In addition, the classification decision is usually to pick the label with the most votes by a few obedients to the majority in the classification problem, and is usually the average of the labels of the K nearest neighbors in the regression problem, and the invention also selects the average. In addition, in the experiment of the invention, the effect is better when K is 5, the training time and AUC are used as evaluation indexes in the experiment, and the AUC is the area under the ROC curve (characteristic curve of the operation of the testee). The AUC algorithm is the ratio of the positive samples in all positive and negative sample pairs to the logarithm of the positive samples in the positive samples before the negative samples, i.e., the probability value. The AUC calculation formula is as follows.
In the above formula, M represents the number of positive samples, P represents the number of negative samples, and the specific way of AUC statistics is to sort the probability values from large to small, then let rank of the sample corresponding to the maximum probability value be N, N be the number of samples, rank of the sample corresponding to the second maximum value is N-1, and so on. Then, rank of all positive class samples is added, and the M value with the minimum score of the positive class samples is subtracted. What results is how much of all the samples have a score for the positive type that is greater than the score for the negative type. And finally divided by mxp.
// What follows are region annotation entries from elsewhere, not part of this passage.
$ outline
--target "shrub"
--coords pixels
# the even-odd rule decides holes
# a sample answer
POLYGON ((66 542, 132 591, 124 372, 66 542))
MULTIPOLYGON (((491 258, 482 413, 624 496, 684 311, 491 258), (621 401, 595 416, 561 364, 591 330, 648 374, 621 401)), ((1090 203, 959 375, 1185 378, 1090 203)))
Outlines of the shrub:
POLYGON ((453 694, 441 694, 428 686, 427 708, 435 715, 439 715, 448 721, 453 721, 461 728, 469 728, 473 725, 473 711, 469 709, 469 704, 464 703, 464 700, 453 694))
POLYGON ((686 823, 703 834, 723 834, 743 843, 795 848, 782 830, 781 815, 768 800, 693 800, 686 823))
The experimental results of the invention are as follows:
AUC | time | |
VAE-KNN | 0.9287 | 0.1157 |
VAE-Mean_KNN | 0.941 | 0.1077 |
VAE-Media_knn | 0.9351 | 0.1396 |
Claims (2)
1. a social robot detection method based on variation self-coding and K neighbor combination is characterized by comprising the following steps:
step 1, data acquisition and preprocessing, wherein acquired original data are processed by a program to obtain an original characteristic matrix;
step 2, generating characteristics through a depth generation model;
step 3, after the original features and the generated features are subjected to feature fusion, detecting the social robot by using an anomaly detection method;
the method specifically comprises the following steps: firstly, an original social robot data set is obtained and processed to obtain a characteristic matrix expressed asi is a sample; the features extracted are as follows:
mention of @ proportion of others
Number of average used expressions in tweets;
the number of stop words contained in the tweet on average;
eight dimensions total of the average number of 8 symbols: "#", "," -, ","; ","! "," (",") ";
the number of URLs contained in the sent message on average;
the average length of the original tweet;
forwarding the average length of the tweet;
the tweet forwarding amount proportion;
tweet average similarity;
after the characteristics are obtained, normalization is carried out on each dimension characteristic of the sample, and the normalization formula is as follows:
in the above formula, l represents the characteristic dimension of the sample i in the characteristic matrix, lmax is the maximum value in the dimension of the sample data l, lmin is the minimum value in the dimension of the sample data l, and the characteristic data set after normalization is represented as
Using a variational auto-encoder (VAE) as a depth generation model, a sample set ofEach data sample xiAll are randomly generated independent, continuous or discrete distributed variables, the observable variable X is used as an input visible layer variable, then a hidden layer variable Z is generated, and a data set is generatedX*The method comprises the following steps of representing a sample set obtained after an original sample set is coded and decoded through variational self-coding, wherein a variational self-coding generation model is divided into two processes:
(1) approximate inference process of hidden variable Z posterior distribution: identifying a model qφ(z | x), i.e. the inference network, qφ(z | x) represents a process where x is known to infer z;
(2) generating variable X*The condition distribution generation process of (1): conditional distribution pθ(z)pθ(x*| z), namely generating a network;
the optimization targets of the inference network and the generation network are both maximization variational lower bound functions, log in the formula represents logarithm with base 10, theta generation network parameters and phi inference network parameters are parameters of the network, the network is initialized before being trained, and then the parameters are updated by training; and L (theta, phi; X) is a variation lower bound function, and the parameters theta and phi are solved by a known sample set X:
zi=μi+εi·δi
argmax represents the maximum variation lower bound function L,representing data generated by the correspondence of samples i, ziRepresenting hidden variables corresponding to the samples i, mu i representing the mean value of the samples i in the inference network, delta i representing the variance of the samples i in the inference network, introducing an auxiliary parameter epsilon, wherein the parameter is obtained by random sampling from a standard normal distribution N (0,1), and epsiloniRepresenting the generation of hidden layer variable z by mapping samples iiData sampled randomly; with the introduction of auxiliary parameters, the relation between the hidden variable Z and the mean variance is changed from sampling calculation to numerical calculation, the optimization directly adopts the random gradient descent and the condition distributionObeying a bernoulli or gaussian distribution to represent a process of inferring x for z for sample i, known in the generation network; directly calculating according to a probability density function formula of the target; then each term of the lower bound of the variation is directly calculated, and the parameters theta and phi of all visible units and hidden units are naturally updated according to the training, so that the model structure is finally determined.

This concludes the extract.